AutoCovariance Function

시차 $k$ 에 대해 $X_t, X_{t+k}$ 의 상관관계를 계산한 것.
$\gamma_k = Cov(X_t, X_{t+k})$ 라 하면
$\rho_k= Corr(X_t, X_{t+k}) =$ $\frac{Cov(X_t, X_{t+k})}{\sqrt{Var(X_t)}\sqrt{Var(X_{t+k})}}$ $= \frac{Cov(X_t, X_{t+k})}{Var(X_t)} = \frac{\gamma_k}{\gamma_0}$

예를 들어 $AR(1)$ Process의 ACF는 $\mathcal{\phi}^k$ , 즉 계수를 시차 $k$ 만큼 제곱한 수가 나옴.
표본에 대해 계산하면 Sample ACF (SACF)
Time-series 데이터가 독립일 경우 SACF=0, 역은 성립하지 않음
아래는 시차에 따른 ACF 값들을 정리한 correlogram
(일단 [위키](https://en.wikipedia.org/wiki/Correlogram) 에서 퍼온 사진)

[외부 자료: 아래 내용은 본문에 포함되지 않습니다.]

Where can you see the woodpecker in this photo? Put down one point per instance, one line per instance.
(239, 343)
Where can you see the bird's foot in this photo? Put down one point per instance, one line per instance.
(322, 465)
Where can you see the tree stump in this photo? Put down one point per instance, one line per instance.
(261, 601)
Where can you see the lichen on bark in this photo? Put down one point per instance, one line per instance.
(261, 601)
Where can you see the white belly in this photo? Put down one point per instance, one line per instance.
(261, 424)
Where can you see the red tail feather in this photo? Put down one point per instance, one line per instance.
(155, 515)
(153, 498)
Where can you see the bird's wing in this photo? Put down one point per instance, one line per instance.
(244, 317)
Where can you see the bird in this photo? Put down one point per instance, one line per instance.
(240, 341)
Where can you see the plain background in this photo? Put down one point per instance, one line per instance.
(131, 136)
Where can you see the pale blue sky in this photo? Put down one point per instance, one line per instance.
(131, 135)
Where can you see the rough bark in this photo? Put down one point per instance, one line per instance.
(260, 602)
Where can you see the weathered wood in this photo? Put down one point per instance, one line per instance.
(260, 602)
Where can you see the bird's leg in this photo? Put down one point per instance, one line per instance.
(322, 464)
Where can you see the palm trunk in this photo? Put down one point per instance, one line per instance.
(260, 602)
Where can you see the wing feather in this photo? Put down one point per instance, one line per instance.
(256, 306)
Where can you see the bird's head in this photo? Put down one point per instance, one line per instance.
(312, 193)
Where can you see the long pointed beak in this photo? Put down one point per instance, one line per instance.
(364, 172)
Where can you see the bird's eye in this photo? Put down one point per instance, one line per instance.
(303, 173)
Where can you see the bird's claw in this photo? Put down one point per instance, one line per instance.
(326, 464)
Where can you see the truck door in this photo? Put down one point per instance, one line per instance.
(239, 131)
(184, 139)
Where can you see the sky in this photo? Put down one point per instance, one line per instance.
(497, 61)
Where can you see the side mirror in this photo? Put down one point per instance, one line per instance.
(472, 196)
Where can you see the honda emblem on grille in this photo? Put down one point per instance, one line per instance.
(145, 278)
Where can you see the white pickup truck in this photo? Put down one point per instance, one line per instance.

Partial AutoCovariance Function

Process $X_t, X_{t+1}, ... , X_{t+k-1}, X_{t+k}$ 에 대해 $X_t, X_{t+k}$ 의 상관관계를 계산할 때, $X_{t+1}, ... , X_{t+k-1}$ 의 영향을 제거하고 $X_t, X_{t+k}$ 이 둘의 관계에만 더 집중한 지표.

먼저 두 개의 회귀식을 세운다.
- $X_t = \alpha_1 X_{t+1} + \alpha_2 X_{t+2} + ... + \alpha_{k-1} X_{t+k-1} + \epsilon_t$ .
- $X_{t+k} = \beta_1 X_{t+1} + \beta_2 X_{t+2} + ... + \beta_{k-1} X_{t+k-1} + \epsilon_{t-k}$ .
여기서 $\epsilon_t = X_t - (\alpha_1 X_{t+1} + \alpha_2 X_{t+2} + ... + \alpha_{k-1} X_{t+k-1})$ 는 $X_t$ 에서 $X_{t+1}, ... , X_{t+k-1}$ 의 영향을 모두 제거한 결과이고, 이는 $\epsilon_{t-k}$ 에 대해서도 마찬가지이다.
따라서 그 둘의 상관관계가 어느 정도인지 구한다.
$PACF(k) = Corr(\epsilon_t,\epsilon_{t-k})$
(PACF를 계산하는 알고리즘에 대한 내용은 생략)

Lag Operator

시점을 뒤로 움직이는 연산자. backshift operator $B$ 라고도 많이 쓰임

$L(X_t)=X_{t-1}$
$L^n(X_t)=L(L^{n-1}(X_t))=X_{t-n}$

AutoRegressive Process, AR Model

AutoRegressive Process는 특정 시점의 데이터를 이전의 p개 시점의 데이터로 나타낼 수 있는 process를 의미하고, 이를 $AR(p)$ 모델로 나타낸다.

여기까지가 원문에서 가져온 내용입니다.